I tre titoli più rappresentativi.
Twilight, Tre metri sopra il cielo, Le cronache del Mondo Emerso.
October 7, 2010
I miei primi ebook 'ufficiali'
Qualcuno di voi se li sará già scaricati pirata, ma qui ci sono i miei primi ebook prodotti dalla mia casa editrice (fatto salvo l'esperimento di qualche anno fa nel defunto formato LIT). Il sito è tutto nuovo, quello di BIBLET, ma ne avrete già sentito parlare. Tanto tuonò che piovve... E adesso parto per Francoforte
October 1, 2010
Elogio delle retrovie
Sono appena rientrato da Palermo, dal set di Squadra Antimafia 3. Nonostante il lavoro di un editor termini prima delle riprese, servono incontri periodici con il cast per mettere a punto il motore: alcune scene non si possono girare come sono state scritte per problemi di location, altre vanno spostate da giorno a notte o da dentro a fuori, altre vanno modificate per agevolare gli spostamenti degli attori... Ho lavorato per tre giorni a stretto contatto con i responsabili dei reparti tecnici, splendidi professionisti che stanno "dietro" la macchina da presa, senza i quali nessun film, telefilm o serie sarebbe possibile realizzare. Gia' che c'ero ho fatto qualche foto orrenda. Eccone alcune a scopo didattico :-)

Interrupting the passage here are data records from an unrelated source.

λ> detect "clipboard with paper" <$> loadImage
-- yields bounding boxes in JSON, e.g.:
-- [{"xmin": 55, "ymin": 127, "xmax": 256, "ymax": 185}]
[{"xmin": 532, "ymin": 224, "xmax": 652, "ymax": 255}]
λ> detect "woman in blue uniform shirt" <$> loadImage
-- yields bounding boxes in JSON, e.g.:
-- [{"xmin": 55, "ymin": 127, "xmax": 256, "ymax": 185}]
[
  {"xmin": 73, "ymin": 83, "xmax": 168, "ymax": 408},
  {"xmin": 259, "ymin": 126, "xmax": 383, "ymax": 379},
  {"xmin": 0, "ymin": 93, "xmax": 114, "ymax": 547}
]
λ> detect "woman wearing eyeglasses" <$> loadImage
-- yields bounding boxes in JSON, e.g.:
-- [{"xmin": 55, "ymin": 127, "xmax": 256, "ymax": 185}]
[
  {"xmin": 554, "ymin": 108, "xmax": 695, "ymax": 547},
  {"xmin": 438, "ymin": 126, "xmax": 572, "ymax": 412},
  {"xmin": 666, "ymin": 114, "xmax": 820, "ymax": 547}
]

Il programma quotidiano, affisso nell'atrio dell'albergo dove è ospitata la troupe. Qui viene indicato che lavoro si farà il giorno dopo, chi è stato convocato, a che ora deve farsi trovare pronto e a che ora finirà di girare. Vale per gli attori, ma anche per la troupe, gli stunt, gli attrezzisti...
La planner Lucia e lo scenografo Alessandro controllano le scene che verranno girate nelle prossime settimane.
Filippo, l'organizzatore generale, che stava in piedi nonostante la febbre. A lui è delegato il coordinamento di tutti i reparti e la gestione del budget. Vaglia le spese del reparto artistico, trattando come un tappetaro. "Se vi do cinquanta comparse oggi, domani pero' vi accontentate di dieci...." cose così.
Manolo, il produttore esecutivo. Segue tutti i progetti della casa di produzione e risponde direttamente a Dio, ovvero al produttore. Lui si becca le rogne che vengono dall'alto e tutte quelle che vengono da troupe e cast. Si spiega così l'espressione non proprio allegra. Un buon amico, comunque.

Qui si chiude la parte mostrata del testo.